Toxigenic Clostridium difficile colonization in children

Shahnaz Armin
a  Department of Pediatrics, Pediatric Infections Research Center, Mofid Children Hospital, Shaheed Beheshti University of Medical Sciences, Tehran, Iran
,
Delara Babaie
a  Department of Pediatrics, Pediatric Infections Research Center, Mofid Children Hospital, Shaheed Beheshti University of Medical Sciences, Tehran, Iran
,
Abdollah Karimi
a  Department of Pediatrics, Pediatric Infections Research Center, Mofid Children Hospital, Shaheed Beheshti University of Medical Sciences, Tehran, Iran
,
Fatemeh Fallah
b  Department of Clinical Microbiology, Mofid Children Hospital, Shaheed Beheshti University of Medical Sciences, Tehran, Iran
› Author Affiliations

Subject Editor:
Further Information

Publication History

21 February 2008

10 March 2009

Publication Date:
28 July 2015 (online)

Abstract

Clostridium difficile is a Gram positive, spore-forming organism that has become a significant cause of nosocomial infection in hospitalized adults. Colonization with this organism results in a wide spectrum of clinical conditions, including an asymptomatic carrier state, mild self-limited diarrhea, pseudomembranous colitis, and fulminant colitis. It’s role in disease in children remains controversial. This is a prospective study in which we evaluated all the patients hospitalized in the infectious diseases ward of Mofid Children’s Hospital, Tehran during 12 months (between September 2006 and September 2007). Stool samples from 250 patients were cultured for C. difficile and specimens analyzed for detection of toxin A and B. Data were analyzed by SPSS software version 11.5. Stool culture was positive for C. difficile in 113 (45.2%) patients, 10 (4%) of these were positive for both toxins A and B by enzyme-linked immunosorbent assay (ELISA).

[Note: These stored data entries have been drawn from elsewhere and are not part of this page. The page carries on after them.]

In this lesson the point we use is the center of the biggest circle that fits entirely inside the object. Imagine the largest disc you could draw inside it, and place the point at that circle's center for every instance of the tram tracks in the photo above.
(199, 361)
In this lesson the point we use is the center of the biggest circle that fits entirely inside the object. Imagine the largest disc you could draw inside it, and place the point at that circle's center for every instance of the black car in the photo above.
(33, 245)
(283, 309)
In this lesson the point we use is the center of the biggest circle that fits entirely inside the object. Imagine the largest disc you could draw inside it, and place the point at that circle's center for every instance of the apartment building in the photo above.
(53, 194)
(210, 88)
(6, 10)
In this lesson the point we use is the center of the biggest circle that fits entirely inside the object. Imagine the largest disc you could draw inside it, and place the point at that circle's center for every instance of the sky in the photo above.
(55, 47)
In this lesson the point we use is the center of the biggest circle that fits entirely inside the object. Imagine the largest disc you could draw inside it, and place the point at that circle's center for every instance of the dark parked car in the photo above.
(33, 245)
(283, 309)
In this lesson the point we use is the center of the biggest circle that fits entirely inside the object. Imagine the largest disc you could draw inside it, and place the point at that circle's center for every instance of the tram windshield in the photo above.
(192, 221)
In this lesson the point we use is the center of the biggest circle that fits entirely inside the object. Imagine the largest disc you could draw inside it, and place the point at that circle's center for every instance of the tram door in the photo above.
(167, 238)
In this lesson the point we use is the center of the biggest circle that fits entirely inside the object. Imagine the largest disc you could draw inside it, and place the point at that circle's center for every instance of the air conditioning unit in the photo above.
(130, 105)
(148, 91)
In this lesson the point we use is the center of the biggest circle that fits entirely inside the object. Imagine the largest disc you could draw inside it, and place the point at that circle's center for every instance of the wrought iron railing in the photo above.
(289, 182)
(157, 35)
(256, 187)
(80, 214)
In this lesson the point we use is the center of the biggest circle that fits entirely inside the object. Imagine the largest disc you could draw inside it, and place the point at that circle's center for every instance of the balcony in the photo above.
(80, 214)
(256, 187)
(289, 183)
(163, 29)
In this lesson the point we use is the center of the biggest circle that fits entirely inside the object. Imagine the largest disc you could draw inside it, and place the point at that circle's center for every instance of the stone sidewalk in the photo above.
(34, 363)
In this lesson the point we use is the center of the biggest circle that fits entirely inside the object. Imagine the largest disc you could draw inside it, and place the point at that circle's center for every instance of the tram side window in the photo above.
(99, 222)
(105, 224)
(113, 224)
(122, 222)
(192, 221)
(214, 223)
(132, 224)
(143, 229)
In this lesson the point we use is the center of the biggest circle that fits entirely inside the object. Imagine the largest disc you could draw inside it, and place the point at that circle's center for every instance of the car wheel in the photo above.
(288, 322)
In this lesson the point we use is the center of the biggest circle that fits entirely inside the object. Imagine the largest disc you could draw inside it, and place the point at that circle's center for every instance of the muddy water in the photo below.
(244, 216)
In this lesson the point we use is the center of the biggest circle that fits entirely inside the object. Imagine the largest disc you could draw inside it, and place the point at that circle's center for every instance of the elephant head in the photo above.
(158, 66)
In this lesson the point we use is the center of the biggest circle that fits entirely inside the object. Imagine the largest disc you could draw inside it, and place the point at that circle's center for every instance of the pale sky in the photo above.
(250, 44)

ELISA was negative in all patients with negative culture. None of the variables tested (age and antibiotic exposure) was significantly correlated with colonization. This is the first study about colonization rates of C. difficile in children in Iran. We conclude that although the C. difficile colonization rate in our children is high (45.2%), the rate of toxigenic strains is low (4%). This may explain the low rate of C. difficile associated disease (CACD) in our population.